Créée en 2001, Sherpa a pour mission de combattre les nouvelles formes d’impunité liées à la mondialisation des échanges économiques et financiers et de défendre les communautés victimes de crimes économiques. Selon ses propres termes, il œuvre pour construire un monde où le droit est au service d’une économie juste. 

Dès 2017, Sherpa a voulu évaluer dans un document de synthèse l’impact des principes directeurs de l’OCDE. Il titrait ce travail « Un statut juridique en mutation ». 

En voici un extrait :
La question de la nécessaire et possible mutation des outils de soft law est au cœur de ce débat si contemporain qui associe les Etats, les entreprises et les ONG. Du côté de Sherpa, il y a une volonté de réfléchir, en dehors de tout a priori, aux moyens de parvenir à une sécurité juridique appelée de leurs vœux par tous les acteurs concernés. Un des paradoxes de la soft law et des Principes directeurs en particulier est qu’ils ont été imaginés pour éviter le recours au hard law. Ce que les rédacteurs n’avaient pas prévu c’est leur développement qui entraîne une sortie progressive de leur tutelle de départ à la faveur d’un maillage normatif complété par d’autres outils équivalents. Parmi ces outils, les engagements éthiques des entreprises, devenus un paramètre à part entière de leur activité, contribuent largement à densifier leur statut juridique.
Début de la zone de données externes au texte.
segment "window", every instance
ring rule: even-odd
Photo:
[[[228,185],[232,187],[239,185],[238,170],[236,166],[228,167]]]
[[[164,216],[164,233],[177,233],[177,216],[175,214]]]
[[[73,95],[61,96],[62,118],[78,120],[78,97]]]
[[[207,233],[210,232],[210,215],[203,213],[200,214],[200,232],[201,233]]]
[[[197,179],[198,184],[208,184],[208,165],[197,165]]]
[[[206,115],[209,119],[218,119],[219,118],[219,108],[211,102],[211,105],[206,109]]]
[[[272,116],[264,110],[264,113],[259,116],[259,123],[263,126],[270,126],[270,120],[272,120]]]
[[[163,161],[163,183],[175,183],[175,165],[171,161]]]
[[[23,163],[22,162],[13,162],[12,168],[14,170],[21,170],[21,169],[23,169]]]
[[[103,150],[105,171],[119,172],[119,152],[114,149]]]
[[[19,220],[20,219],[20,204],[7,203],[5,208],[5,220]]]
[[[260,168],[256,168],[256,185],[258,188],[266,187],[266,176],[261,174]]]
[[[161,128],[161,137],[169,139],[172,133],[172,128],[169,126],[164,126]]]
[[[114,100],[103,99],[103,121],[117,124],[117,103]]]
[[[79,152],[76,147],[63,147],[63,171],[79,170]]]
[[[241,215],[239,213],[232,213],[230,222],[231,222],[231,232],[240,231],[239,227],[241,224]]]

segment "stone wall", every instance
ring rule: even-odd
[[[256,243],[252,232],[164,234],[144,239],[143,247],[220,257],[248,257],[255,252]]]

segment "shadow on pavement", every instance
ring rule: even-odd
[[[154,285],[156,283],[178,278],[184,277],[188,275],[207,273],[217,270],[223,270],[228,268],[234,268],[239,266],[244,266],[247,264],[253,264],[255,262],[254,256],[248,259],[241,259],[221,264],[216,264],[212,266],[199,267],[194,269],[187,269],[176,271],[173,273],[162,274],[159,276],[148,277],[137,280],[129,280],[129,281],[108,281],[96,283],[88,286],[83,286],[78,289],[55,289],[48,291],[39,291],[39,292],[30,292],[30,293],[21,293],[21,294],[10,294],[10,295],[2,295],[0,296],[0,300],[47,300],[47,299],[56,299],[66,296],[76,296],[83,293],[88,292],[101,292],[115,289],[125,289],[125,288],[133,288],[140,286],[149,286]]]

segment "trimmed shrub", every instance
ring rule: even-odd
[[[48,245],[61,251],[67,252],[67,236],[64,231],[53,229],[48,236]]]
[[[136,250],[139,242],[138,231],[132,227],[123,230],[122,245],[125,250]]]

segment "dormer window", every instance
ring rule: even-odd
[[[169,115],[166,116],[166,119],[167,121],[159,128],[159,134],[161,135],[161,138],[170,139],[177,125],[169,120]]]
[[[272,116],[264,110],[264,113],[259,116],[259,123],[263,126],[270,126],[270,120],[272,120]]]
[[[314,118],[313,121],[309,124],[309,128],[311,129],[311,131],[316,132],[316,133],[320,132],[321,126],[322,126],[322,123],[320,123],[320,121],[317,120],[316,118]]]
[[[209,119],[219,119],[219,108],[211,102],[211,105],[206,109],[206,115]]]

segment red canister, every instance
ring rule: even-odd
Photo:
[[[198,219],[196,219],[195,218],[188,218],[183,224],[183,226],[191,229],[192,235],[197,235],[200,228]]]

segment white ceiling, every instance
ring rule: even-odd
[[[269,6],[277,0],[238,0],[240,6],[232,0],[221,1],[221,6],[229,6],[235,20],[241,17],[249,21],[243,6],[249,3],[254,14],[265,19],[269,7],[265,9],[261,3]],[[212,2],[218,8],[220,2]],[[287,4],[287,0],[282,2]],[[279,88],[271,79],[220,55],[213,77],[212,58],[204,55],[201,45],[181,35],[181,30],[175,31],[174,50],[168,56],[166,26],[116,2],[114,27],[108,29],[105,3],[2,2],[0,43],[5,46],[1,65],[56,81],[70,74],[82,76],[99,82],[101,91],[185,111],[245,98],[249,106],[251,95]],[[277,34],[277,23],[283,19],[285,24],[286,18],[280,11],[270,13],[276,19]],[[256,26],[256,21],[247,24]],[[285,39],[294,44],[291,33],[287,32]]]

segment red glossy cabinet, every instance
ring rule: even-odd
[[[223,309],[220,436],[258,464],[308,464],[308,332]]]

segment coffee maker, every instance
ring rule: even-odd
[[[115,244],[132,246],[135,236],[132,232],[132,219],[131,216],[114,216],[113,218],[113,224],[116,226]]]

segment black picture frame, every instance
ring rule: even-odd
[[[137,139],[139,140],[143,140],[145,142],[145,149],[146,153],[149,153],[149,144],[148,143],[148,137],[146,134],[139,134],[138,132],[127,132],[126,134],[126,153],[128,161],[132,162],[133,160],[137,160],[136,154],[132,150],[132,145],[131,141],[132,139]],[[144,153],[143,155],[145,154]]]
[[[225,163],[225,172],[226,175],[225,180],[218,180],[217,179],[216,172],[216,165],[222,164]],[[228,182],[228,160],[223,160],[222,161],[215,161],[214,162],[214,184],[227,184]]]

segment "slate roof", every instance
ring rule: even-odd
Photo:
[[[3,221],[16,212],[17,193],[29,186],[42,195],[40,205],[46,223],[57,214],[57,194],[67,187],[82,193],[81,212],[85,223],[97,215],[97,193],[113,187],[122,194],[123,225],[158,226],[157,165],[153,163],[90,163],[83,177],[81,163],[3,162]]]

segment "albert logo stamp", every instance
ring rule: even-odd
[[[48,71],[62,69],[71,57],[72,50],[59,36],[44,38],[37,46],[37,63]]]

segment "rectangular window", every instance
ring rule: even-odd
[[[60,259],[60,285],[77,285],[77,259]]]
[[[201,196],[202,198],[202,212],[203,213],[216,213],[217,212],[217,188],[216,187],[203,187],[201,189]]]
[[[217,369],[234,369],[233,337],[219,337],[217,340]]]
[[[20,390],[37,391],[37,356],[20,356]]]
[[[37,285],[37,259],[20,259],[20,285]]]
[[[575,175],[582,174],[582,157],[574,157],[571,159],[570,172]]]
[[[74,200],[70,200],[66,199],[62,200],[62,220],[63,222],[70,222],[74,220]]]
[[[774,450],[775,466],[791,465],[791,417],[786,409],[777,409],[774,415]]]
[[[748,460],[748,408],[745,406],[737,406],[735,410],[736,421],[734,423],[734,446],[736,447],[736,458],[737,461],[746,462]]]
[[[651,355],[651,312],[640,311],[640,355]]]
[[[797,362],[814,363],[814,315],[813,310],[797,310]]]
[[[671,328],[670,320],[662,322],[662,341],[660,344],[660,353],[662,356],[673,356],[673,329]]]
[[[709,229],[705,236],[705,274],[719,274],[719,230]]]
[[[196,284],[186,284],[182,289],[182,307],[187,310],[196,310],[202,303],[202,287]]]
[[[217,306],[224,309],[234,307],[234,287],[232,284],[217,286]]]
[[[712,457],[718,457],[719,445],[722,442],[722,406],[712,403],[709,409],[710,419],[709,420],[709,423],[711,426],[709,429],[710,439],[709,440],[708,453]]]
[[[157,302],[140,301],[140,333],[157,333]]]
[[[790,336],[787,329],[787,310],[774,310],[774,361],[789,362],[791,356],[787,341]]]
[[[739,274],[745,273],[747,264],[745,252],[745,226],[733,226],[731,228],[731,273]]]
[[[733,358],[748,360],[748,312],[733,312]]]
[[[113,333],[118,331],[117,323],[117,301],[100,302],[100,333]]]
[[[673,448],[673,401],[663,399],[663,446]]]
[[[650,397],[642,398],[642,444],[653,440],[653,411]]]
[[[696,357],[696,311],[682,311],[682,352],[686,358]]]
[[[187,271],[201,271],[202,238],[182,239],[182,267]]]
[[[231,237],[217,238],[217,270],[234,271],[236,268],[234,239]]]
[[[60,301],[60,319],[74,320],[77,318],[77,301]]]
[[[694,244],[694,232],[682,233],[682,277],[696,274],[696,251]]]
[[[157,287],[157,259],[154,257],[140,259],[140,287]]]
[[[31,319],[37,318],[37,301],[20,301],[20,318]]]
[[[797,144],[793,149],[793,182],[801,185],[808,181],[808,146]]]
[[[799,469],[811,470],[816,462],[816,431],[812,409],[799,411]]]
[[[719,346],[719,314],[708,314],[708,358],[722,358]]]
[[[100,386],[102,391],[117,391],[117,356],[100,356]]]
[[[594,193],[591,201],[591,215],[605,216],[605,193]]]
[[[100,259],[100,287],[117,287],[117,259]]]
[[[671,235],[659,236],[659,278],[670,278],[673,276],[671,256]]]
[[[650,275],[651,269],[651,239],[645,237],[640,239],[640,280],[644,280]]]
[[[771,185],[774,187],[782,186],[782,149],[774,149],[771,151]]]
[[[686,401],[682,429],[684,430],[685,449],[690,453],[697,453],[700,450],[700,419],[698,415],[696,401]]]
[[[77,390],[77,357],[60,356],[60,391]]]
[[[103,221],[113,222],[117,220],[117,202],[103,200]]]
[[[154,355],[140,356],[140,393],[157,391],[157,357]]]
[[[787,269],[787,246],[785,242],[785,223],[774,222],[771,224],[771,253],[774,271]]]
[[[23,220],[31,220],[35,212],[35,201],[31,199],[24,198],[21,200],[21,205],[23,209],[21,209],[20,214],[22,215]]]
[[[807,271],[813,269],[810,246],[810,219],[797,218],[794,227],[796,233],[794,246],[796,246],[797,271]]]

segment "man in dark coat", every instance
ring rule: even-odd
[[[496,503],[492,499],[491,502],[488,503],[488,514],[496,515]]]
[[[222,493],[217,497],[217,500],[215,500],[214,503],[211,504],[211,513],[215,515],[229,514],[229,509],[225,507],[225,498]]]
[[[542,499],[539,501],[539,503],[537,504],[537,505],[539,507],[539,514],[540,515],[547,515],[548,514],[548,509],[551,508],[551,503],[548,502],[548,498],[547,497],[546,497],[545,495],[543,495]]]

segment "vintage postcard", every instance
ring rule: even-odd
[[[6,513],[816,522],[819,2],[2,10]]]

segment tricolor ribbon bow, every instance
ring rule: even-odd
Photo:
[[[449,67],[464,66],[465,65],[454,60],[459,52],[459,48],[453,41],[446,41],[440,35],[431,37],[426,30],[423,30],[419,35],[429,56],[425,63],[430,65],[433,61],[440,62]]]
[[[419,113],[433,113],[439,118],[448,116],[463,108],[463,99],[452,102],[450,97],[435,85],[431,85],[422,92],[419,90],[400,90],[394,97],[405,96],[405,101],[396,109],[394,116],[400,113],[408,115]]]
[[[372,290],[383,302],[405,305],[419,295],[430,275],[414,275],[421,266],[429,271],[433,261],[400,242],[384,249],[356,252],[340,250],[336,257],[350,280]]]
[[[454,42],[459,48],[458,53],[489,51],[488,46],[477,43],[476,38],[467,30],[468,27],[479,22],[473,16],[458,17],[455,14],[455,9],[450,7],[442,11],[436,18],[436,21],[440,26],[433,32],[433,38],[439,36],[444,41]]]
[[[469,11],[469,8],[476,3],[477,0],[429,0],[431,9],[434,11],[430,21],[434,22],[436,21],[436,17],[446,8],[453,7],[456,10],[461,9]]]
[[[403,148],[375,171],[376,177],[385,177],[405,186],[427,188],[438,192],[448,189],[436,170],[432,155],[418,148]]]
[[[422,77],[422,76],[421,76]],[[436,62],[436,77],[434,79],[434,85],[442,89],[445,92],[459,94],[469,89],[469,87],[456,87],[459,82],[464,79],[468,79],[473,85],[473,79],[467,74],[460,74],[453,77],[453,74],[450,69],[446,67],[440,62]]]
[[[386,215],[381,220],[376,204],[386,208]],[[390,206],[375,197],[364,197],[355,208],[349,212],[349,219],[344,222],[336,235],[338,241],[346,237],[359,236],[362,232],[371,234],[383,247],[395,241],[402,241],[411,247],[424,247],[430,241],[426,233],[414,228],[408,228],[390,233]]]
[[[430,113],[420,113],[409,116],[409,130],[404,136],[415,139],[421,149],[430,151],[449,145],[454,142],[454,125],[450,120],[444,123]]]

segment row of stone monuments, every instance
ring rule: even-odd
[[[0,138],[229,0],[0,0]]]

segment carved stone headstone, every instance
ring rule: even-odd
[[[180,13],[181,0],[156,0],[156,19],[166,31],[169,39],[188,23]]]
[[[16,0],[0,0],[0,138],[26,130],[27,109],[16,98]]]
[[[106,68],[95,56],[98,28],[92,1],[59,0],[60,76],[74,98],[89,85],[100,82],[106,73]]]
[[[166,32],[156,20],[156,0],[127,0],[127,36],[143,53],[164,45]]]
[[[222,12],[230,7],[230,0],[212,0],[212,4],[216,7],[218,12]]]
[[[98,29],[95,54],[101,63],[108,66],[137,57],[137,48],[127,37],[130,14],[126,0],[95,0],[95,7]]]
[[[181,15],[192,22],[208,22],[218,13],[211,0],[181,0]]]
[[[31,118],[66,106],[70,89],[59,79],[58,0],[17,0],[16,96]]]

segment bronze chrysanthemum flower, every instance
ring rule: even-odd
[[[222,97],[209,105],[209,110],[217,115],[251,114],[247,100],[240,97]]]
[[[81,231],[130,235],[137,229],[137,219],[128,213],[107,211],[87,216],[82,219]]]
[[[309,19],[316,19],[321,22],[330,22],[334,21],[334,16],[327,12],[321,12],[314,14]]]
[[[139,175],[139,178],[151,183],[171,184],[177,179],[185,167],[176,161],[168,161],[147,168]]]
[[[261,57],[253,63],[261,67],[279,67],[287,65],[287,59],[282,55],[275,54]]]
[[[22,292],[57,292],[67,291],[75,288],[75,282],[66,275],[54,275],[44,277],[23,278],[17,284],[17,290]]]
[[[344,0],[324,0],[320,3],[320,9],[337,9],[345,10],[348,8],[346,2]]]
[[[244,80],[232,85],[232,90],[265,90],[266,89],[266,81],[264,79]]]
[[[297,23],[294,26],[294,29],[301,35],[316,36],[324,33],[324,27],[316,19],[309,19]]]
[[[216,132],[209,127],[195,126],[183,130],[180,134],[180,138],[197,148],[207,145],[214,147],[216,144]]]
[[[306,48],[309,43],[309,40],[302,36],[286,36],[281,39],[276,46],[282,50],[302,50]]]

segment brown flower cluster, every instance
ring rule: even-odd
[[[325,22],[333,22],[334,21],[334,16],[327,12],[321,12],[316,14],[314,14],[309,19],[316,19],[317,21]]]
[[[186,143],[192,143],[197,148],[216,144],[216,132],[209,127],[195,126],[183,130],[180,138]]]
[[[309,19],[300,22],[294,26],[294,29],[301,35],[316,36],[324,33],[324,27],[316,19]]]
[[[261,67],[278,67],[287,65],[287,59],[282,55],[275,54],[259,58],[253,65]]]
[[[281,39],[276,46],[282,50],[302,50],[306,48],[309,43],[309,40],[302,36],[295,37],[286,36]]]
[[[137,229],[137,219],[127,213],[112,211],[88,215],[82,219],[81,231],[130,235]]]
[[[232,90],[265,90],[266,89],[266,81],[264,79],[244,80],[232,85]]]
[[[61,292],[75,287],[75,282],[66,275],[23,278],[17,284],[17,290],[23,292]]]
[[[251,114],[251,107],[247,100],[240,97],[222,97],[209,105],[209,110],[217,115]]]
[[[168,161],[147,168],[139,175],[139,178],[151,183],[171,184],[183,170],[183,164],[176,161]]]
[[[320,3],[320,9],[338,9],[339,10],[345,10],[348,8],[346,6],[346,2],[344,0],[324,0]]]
Certains observateurs considèrent que la diligence raisonnable prônée par l’OCDE n’a pas vraiment eu d’impacts décisifs, ce qui aurait finalement conduit au vote d’une loi plus contraignante sur le devoir de vigilance en France et en Allemagne. 


Pour aller plus loin : 

Responsible business conduct :


 Challenge. Mai 2021. Droits humains, environnement... les entreprises de plus en plus sous pression du devoir de vigilance 

Liste des pays adhérents aux Principes directeurs de l’OCDE : 

Les 36 pays membres de l'OCDE : 
Allemagne, Australie, Autriche, Belgique, Canada, Chili, Colombie, Corée, Danemark, Espagne, Estonie, États-Unis, Finlande, France, Grèce, Hongrie, Islande, Irlande, Israël, Italie, Japon, Lettonie, Luxembourg, Mexique, Nouvelle-Zélande, Norvège, Pays-Bas, Pologne, Portugal, République Tchèque, Royaume-Uni, Slovaquie, Slovénie, Suède, Suisse, Turquie. 

Les 12 pays adhérents aux Principes Directeurs (non-membres de l'OCDE) : 
Argentine (1997), Brésil (1997), Costa Rica (2013), Égypte (2007), Jordanie (2013), Kazakhstan (2017), Lituanie (2001), Maroc (2009), Pérou (2008), Roumanie (2005), Tunisie (2012), Ukraine (2017). 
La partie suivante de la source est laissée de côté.